Howard Carlton

Condensing from a fluid haze:
John Pringle Nichol, the nebular hypothesis and nineteenth-century cosmogony

Abstract

A significant astronomical debate of the mid-nineteenth century revolved around competing hypotheses of cosmogony. Traditional explanations held that God had created a static cosmos nearly six thousand years ago. Two credible astronomers, however, had begun to believe that traces of the developmental processes which led to the birth of stars and planets still persisted in the form of the unresolvable nebulae. An evolutionary cosmogony seemed to sit well with emergent long geological timescales and therefore proved attractive to those thinkers who were not persuaded of the correctness of Mosaic chronology and traditional creation stories.

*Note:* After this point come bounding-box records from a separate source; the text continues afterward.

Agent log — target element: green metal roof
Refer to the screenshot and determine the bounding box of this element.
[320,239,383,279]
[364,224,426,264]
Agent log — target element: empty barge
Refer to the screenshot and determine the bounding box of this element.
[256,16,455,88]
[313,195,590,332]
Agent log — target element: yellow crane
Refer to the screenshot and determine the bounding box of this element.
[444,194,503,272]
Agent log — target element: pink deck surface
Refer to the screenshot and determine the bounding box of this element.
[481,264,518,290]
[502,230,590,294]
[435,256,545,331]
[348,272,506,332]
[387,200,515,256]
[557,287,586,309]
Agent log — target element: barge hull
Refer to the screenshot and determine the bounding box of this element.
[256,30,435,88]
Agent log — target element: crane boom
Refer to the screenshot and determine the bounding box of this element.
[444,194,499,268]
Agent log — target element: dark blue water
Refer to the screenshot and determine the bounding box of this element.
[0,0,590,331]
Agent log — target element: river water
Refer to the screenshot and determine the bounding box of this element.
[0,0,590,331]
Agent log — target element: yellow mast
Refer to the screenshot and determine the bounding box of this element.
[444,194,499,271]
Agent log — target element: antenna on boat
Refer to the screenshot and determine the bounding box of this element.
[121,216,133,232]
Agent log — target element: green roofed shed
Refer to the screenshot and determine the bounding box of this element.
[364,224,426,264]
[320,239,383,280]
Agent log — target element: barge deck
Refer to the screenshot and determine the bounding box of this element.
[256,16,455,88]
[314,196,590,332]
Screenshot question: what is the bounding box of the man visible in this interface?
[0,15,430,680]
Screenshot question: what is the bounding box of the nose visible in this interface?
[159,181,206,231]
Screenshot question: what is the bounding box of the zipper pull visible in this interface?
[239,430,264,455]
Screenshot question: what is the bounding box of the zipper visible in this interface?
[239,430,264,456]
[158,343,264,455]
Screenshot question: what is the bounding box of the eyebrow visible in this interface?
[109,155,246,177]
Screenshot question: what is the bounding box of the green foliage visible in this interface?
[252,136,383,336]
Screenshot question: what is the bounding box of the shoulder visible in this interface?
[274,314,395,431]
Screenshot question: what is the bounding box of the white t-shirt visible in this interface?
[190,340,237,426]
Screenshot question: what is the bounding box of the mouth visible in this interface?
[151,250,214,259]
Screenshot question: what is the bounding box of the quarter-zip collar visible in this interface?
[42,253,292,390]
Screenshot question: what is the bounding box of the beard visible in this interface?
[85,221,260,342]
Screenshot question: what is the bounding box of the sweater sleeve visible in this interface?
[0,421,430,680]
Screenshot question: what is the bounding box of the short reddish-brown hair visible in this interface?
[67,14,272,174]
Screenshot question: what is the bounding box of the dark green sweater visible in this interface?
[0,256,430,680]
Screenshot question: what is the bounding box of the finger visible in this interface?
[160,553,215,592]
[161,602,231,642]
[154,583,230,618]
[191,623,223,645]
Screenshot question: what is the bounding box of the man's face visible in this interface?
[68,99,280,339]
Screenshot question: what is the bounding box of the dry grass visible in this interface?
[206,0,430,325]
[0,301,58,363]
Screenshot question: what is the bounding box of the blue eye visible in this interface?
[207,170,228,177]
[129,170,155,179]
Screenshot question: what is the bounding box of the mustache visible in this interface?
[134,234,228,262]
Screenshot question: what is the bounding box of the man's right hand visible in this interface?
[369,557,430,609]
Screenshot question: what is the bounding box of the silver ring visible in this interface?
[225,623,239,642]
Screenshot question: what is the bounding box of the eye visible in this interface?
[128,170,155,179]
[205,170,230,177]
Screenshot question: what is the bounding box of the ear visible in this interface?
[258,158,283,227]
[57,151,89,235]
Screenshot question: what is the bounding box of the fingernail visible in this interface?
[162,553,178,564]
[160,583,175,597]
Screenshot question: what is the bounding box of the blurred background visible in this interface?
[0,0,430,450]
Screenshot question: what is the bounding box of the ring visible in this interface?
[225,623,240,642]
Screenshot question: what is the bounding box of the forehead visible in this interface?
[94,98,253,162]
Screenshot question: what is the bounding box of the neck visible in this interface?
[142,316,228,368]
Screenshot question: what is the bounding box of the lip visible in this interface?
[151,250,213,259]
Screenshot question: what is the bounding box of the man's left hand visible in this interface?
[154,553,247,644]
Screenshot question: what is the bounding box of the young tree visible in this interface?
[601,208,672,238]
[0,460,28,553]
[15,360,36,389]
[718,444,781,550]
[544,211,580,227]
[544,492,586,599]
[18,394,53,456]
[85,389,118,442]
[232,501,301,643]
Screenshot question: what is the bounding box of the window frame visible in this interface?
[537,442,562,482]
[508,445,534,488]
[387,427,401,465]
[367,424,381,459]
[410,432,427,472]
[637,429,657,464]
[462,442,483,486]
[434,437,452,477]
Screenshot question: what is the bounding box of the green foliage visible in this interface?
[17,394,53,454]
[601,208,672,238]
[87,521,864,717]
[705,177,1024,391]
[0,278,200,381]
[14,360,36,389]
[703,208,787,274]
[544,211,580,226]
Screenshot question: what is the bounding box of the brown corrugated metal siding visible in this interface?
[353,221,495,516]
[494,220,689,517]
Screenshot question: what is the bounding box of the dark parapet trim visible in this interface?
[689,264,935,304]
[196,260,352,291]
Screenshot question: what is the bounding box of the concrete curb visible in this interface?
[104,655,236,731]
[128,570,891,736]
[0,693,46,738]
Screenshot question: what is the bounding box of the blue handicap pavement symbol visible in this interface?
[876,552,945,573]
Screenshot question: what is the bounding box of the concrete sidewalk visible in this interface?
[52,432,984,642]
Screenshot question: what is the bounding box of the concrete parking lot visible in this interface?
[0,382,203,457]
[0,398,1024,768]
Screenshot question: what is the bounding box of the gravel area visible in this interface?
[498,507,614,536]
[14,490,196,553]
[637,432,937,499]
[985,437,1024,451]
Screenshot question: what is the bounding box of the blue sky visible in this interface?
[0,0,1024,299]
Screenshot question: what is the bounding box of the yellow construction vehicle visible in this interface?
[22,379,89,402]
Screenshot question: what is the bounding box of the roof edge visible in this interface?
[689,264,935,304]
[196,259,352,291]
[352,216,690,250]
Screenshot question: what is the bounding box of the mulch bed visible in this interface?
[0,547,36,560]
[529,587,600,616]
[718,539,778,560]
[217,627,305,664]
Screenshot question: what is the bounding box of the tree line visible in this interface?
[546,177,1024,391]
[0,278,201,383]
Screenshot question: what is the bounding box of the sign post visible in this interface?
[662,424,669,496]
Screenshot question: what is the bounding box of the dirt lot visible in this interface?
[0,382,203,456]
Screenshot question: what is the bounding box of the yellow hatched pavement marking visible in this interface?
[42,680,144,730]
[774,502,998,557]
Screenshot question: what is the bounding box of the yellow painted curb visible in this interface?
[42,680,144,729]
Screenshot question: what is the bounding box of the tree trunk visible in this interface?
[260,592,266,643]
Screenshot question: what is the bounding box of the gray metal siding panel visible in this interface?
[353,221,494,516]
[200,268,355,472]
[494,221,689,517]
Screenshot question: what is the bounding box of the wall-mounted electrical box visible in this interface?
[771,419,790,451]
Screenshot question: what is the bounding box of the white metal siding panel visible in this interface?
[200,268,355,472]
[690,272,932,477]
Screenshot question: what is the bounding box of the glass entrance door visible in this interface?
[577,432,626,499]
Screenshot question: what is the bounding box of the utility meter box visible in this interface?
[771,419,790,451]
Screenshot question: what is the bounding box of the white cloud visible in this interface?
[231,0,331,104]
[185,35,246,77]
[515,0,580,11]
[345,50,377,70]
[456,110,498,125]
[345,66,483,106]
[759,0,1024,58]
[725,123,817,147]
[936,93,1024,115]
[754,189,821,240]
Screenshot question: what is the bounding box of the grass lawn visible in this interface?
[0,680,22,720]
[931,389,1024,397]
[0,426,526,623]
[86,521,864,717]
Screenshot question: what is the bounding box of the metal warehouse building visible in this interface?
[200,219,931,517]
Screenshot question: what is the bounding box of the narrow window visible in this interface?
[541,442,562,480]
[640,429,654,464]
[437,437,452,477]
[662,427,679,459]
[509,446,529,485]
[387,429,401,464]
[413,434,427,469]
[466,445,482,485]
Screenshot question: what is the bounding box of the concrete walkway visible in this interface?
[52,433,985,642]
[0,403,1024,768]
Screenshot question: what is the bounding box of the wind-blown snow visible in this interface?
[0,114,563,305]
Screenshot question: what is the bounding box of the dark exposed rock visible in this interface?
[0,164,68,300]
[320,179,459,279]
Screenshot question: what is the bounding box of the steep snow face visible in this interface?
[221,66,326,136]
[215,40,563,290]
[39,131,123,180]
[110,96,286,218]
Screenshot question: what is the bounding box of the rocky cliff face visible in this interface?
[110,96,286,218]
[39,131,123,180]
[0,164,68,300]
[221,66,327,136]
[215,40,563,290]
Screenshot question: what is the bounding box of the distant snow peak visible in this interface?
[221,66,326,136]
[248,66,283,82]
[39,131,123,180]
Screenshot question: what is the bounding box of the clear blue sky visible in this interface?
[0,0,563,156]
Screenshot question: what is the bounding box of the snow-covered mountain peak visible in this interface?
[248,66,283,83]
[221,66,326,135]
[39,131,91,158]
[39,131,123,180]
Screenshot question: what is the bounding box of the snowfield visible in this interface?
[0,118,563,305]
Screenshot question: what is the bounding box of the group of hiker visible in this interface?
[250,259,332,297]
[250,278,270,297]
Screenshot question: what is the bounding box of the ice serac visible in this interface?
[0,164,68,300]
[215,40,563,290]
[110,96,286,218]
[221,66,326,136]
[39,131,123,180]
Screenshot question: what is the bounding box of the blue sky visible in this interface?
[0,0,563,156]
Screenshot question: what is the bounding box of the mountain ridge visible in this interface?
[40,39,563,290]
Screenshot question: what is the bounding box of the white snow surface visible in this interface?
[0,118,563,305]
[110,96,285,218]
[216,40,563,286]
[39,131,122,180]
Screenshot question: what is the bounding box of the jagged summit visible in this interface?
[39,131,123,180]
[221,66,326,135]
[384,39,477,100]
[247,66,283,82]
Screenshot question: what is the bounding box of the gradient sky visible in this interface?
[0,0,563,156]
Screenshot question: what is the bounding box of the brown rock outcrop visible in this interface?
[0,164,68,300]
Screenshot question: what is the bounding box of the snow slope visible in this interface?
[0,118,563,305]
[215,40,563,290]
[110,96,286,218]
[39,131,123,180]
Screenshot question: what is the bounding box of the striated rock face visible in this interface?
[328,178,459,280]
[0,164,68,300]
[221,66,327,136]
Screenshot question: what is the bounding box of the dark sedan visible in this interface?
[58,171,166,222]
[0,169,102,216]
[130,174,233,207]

A key figure in this debate was the Scottish political economist and radical polemicist John Pringle Nichol (1804-1859) who was a proponent of what had come to be known as the ‘nebular hypothesis’. He was opposed by astronomers and theologians of a more conservative religious and political mien, for whom an evolving universe conflicted with their belief in final causes and also threatened to undermine social stability. Some commentators believed that the claimed resolution of the Orion nebula by Lord Rosse’s giant telescope in the mid-1840s had destroyed Nichol’s argument for ongoing stellar development. This paper will show how Nichol repurposed the evidence produced by his opponents and proceeded to promote his alternative views to a generally receptive audience. He thus paved the way for an absolute expansion of universal time and distance, the acceptability of evolution and a general move towards rationalist religious views during the later nineteenth century.

Biography

Having spent a number of years as an IT Consultant, Howard Carlton has recently moved into the rather different world of academia. In 2013 he was awarded an MA in the History of Christianity by the University of Birmingham and he is currently studying for a PhD in Modern History at the same institution. His thesis will explore a number of nineteenth-century astronomical controversies in order to examine the relationship between the respective epistemological statuses of religion, metaphysics and science. It will also consider the development of the discipline of astronomy during the nineteenth century and reflect on the extent to which it influenced, and was influenced by, the changing cultural, educational, social and political contexts of Victorian society.